Par Frédéric CHHUM - Avocat | Modifié le 12-03-2015

Après le passage en force du projet de la loi Macron « pour la croissance, l'activité et l'égalité des chances économiques » par le biais de l'article 49 alinéa 3 de la Constitution devant l'Assemblée nationale, le projet de loi va être examiné par le Sénat le 6 avril 2015.

Concernant la réforme sur la justice prud'homale, le Ministre de l’Économie, Emmanuel Macron, souhaite modifier la justice prud'homale pour qu'elle soit plus efficace et rapide. La principale critique reposait essentiellement sur le délai de traitement des demandes formées devant la juridiction prud'homale, durée moyenne qui varie selon les Conseils de prud'hommes, pouvait aller jusqu'à 2 ans.

Les parlementaires ont adopté la réforme de la justice prud'homale dont les principales mesures sont les suivantes :

1) Une ouverture du règlement alternatif des litiges

Pour éviter d’engorger la justice prud'homale, deux modes de règlements alternatifs des litiges vont voir le jour, auparavant fermés en droit du travail : la médiation et la procédure participative.

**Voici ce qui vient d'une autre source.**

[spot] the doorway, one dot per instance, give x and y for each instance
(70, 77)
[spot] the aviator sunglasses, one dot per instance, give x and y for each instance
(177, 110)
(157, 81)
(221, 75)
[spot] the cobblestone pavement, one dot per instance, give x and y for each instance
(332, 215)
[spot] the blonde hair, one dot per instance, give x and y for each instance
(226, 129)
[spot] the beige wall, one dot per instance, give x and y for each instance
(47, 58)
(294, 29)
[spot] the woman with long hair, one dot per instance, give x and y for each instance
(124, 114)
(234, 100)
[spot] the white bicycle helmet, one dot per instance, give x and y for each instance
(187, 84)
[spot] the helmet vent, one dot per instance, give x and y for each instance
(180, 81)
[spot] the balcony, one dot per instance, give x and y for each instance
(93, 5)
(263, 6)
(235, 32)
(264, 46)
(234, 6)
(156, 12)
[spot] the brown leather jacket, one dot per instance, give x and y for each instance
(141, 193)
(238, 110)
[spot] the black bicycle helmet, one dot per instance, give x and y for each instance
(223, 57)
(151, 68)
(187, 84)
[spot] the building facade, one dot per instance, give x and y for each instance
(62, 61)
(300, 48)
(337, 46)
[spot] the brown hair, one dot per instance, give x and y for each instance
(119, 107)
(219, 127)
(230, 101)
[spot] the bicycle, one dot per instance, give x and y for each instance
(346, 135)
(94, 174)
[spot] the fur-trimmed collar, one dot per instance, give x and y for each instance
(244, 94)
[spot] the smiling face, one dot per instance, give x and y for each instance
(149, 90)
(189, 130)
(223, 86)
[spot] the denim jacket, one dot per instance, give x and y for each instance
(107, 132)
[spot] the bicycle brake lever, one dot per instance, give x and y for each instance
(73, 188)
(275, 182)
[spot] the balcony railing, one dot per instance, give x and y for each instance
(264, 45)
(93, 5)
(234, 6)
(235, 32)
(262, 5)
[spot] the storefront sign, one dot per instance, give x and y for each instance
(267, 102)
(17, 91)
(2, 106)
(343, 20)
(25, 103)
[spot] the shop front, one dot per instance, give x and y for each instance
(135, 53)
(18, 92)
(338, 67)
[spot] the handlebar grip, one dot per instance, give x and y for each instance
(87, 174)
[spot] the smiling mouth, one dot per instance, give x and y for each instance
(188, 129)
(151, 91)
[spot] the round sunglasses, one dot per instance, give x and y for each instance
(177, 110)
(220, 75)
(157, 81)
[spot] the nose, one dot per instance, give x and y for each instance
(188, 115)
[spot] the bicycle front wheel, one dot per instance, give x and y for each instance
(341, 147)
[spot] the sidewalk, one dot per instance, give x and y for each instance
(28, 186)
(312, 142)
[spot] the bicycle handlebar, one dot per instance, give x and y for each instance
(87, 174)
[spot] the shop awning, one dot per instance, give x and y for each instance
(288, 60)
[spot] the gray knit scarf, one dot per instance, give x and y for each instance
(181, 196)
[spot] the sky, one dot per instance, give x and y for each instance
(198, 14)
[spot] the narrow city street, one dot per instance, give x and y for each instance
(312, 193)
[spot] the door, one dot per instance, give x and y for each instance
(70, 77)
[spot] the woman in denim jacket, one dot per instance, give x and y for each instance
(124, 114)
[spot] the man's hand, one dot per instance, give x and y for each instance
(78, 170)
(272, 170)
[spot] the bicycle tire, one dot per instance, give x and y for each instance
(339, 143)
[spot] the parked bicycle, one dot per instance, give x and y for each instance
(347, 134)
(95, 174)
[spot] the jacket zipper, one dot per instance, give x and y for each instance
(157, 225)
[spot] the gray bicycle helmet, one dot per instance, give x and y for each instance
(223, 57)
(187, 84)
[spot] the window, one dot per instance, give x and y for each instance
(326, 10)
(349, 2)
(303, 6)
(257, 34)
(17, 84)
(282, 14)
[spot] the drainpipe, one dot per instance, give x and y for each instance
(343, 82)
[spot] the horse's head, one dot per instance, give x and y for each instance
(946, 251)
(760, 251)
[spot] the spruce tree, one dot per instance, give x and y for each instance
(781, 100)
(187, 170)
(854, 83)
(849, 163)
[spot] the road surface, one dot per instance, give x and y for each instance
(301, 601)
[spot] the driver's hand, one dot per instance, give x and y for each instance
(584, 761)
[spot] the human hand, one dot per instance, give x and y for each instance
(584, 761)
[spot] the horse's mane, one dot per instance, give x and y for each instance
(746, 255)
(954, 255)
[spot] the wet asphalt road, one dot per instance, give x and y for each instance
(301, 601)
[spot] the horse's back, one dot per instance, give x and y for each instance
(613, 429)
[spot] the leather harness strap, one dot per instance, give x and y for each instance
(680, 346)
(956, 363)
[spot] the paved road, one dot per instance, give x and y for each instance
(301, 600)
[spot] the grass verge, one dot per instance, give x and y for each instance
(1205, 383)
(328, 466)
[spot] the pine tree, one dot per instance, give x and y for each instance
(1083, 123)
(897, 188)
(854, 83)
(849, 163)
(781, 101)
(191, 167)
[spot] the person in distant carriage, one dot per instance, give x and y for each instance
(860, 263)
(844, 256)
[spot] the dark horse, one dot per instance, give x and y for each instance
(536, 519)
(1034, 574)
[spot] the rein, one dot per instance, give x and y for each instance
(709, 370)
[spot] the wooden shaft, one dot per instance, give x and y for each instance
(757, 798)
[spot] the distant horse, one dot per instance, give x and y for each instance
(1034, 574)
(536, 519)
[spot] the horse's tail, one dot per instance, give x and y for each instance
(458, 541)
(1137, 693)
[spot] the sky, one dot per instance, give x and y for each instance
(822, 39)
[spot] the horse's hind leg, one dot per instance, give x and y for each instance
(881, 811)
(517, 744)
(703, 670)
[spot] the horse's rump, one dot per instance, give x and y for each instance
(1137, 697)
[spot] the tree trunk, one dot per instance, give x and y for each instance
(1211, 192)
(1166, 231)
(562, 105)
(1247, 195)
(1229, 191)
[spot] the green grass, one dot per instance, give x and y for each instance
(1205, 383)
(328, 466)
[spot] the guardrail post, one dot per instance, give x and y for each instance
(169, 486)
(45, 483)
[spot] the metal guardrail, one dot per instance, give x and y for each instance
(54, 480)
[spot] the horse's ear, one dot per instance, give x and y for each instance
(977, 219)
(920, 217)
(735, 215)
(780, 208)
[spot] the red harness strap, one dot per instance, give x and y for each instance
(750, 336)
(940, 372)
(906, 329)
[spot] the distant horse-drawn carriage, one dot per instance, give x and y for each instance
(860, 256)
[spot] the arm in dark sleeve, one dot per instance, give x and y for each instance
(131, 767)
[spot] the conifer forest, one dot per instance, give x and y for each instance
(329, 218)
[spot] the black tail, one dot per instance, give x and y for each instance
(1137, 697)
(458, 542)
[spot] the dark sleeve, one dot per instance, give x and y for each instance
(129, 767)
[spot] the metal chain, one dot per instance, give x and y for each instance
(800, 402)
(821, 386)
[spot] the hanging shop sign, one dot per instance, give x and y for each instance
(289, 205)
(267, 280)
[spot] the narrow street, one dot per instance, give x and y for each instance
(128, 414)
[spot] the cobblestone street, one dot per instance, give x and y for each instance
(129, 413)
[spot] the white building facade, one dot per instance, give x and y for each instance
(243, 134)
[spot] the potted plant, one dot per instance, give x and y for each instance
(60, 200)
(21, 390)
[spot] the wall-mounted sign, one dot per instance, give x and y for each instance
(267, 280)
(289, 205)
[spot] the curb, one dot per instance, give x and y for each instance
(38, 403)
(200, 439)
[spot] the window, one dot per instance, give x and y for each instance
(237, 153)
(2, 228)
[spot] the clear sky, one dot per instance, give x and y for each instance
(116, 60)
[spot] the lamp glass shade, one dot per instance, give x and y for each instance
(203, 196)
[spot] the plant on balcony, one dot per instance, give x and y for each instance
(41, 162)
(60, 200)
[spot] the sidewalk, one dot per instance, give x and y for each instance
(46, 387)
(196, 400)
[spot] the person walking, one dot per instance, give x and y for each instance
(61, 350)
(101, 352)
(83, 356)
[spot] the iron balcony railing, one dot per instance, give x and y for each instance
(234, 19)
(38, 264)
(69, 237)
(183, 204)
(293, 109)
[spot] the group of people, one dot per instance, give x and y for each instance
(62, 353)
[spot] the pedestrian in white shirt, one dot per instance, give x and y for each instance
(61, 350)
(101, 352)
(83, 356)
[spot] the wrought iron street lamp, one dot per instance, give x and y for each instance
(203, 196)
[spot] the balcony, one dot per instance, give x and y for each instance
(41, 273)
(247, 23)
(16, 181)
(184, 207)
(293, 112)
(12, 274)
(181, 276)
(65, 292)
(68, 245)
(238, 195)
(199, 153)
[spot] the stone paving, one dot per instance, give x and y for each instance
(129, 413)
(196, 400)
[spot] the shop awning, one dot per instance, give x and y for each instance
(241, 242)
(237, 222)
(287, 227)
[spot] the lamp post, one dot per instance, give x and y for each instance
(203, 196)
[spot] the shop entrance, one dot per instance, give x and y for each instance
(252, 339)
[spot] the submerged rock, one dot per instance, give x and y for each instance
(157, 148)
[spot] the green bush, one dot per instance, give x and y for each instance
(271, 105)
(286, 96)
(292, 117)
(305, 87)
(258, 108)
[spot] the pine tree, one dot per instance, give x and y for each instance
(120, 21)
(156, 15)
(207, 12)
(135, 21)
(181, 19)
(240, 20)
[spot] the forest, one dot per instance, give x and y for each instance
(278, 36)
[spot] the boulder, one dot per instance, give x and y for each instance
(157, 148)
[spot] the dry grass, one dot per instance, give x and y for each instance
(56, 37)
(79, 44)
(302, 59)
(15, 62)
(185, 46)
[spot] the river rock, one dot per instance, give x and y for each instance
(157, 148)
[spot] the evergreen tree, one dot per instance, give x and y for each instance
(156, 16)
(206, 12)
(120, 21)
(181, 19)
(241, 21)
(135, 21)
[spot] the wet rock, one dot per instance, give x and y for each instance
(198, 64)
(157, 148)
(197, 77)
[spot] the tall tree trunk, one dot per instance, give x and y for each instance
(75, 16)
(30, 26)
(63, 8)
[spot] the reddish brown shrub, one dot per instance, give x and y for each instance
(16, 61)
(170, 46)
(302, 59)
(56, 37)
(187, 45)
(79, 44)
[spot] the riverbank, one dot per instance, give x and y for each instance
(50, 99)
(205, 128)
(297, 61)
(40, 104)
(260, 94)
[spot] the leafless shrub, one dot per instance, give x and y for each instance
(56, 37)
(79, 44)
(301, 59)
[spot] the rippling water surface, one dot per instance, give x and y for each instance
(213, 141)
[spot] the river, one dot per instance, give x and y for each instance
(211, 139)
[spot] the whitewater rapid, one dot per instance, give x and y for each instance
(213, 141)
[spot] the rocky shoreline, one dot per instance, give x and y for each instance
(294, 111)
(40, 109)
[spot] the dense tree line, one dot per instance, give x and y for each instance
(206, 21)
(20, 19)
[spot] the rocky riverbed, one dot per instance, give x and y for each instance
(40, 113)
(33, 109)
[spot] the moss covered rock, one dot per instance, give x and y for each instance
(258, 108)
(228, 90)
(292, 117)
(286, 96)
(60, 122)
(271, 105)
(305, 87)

Ainsi, les parties pourront convenir d'une procédure autre que les prud'hommes pour solder leurs différends, à condition d'accord unanime.

Les parties pourront saisir le Conseil de prud'hommes d'une demande d'homologation judiciaire d'un accord portant sur des litiges internes. Ce recours à la médiation ou de conciliation extrajudiciaire restera une faculté ouverte aux parties.

Le projet de loi prévoit également la possibilité de régler les différends par le biais d'une convention de procédure participative. Dans ce cas, les parties s'engagent, avant tout procès, à rechercher une solution amiable, chacune étant assistée par un avocat.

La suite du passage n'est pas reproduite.